Comorbidity of alcoholism and psychiatric disorders: an overview

Alcohol Research & Health, Spring, 2002 by Ismene L. Petrakis, Gerardo Gonzalez, Robert Rosenheck, John H. Krystal

Croop and colleagues (1995) studied the effects of naltrexone in more than 500 alcohol-dependent patients, including a large percentage of dually diagnosed patients simultaneously receiving medications for other comorbid mental disorders. The rate of adverse events in naltrexone-treated patients did not differ in patients with and without comorbid mental disorders. In another study, a chart review of 72 patients treated in an outpatient mental health clinic for major psychiatric illnesses, including schizophrenia, bipolar disorder, schizoaffective disorder, and comorbid alcohol dependence suggested that naltrexone can have a good clinical response as measured by treatment retention and alcohol consumption (Maxwell and Shinderman 2000).

Although this research offers promising evidence about the use of naltrexone in patients with comorbid psychiatric disorders, further research evaluating its efficacy; tolerability, and safety is warranted.

Acamprosate. Preclinical research on acamprosate suggests that it interacts with a receptor, or binding molecule, known as the N-methyl-D-aspartate (NMDA) receptor, for the brain chemical (i.e., neurotransmitter) glutamate. Interactions with other receptors are currently being studied. A series of placebo-controlled European studies involving more than 4,500 patients have indicated that detoxified patients treated with acamprosate were less likely to drop our of treatment and achieved higher rates of abstinence (Mason and Ownby 2000) than those on placebo. Researchers have hypothesized that acamprosate may help patients achieve abstinence at least partially by diminishing withdrawal symptoms (Mason and Ownby 2000). Although approval of acamprosate in the United States is still pending additional clinical trials, it is widely available in Europe. Additional studies will help to answer questions about the use of acamprosate in alcoholism treatment. Research establishing its efficacy was conducted in patients wi thout comorbid psychiatric disorders.

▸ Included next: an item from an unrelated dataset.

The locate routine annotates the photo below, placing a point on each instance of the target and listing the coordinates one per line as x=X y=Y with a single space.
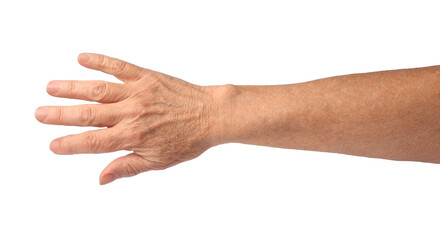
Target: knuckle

Antidepressants. The relationship between depression and alcoholism is complex because of overlapping symptoms, common neurobiological abnormalities (Pettinati et al. 2000a), and similar treatments (pharmacological and psychosocial). Two classes of antidepressants--the selective seroronin reuptake inhibitors (SSRIs), which affect the production and/or absorption of the neurotransmitter serotonin, and the tricyclic antidepressants (TCAs)--have been evaluated in patients with comorbid depression and alcohol use. The TCAs, including desipramine and imipramine, have been found effective in treating depression in alcoholics (Kranzler and Rounsaville 1998), but there is no consistent evidence that they are effective in decreasing alcohol consumption. With these mixed results and considering the potential for overdose, the use of TCAs in alcohol-abusing patients may be unwise.

The SSRIs, because they have fewer serious side effects than the older antidepressants, have become the first line of treatment for depressive disorders (Berman and Charney 1999). Researchers have hypothesized that the SSRIs may directly affect alcohol consumption (e.g., by preventing relapse to alcohol use during stress) (Sellers et al. 1994). This hypothesis is supported by some preclinical data and by some clinical data, which have shown that SSRIs are effective in reducing alcohol use in depressed people but nor in reducing alcohol use in people without depression. Several studies have shown that SSRIs are effective in decreasing alcohol use (Cornelius et al. 1995; 1997 a, b) as well as depressive symptoms (Cornelius et al. 1997 a, b; Roy 1998) in patients with comorbid alcoholism and depression. However, SSRIs may have a different effect depending on the subtype of alcoholic (Kranzler et al. 1996), and recent literature suggests that the SSRIs may be effective only in certain subtypes of depressed alcoholics (Pettinati et al. 2000b) . A small open-label study (i.e., a study in which all participants receive the experimental treatment) has shown that SSRIs may be effective in patients with comorbid PTSD and alcoholism (Brady et al. 1995).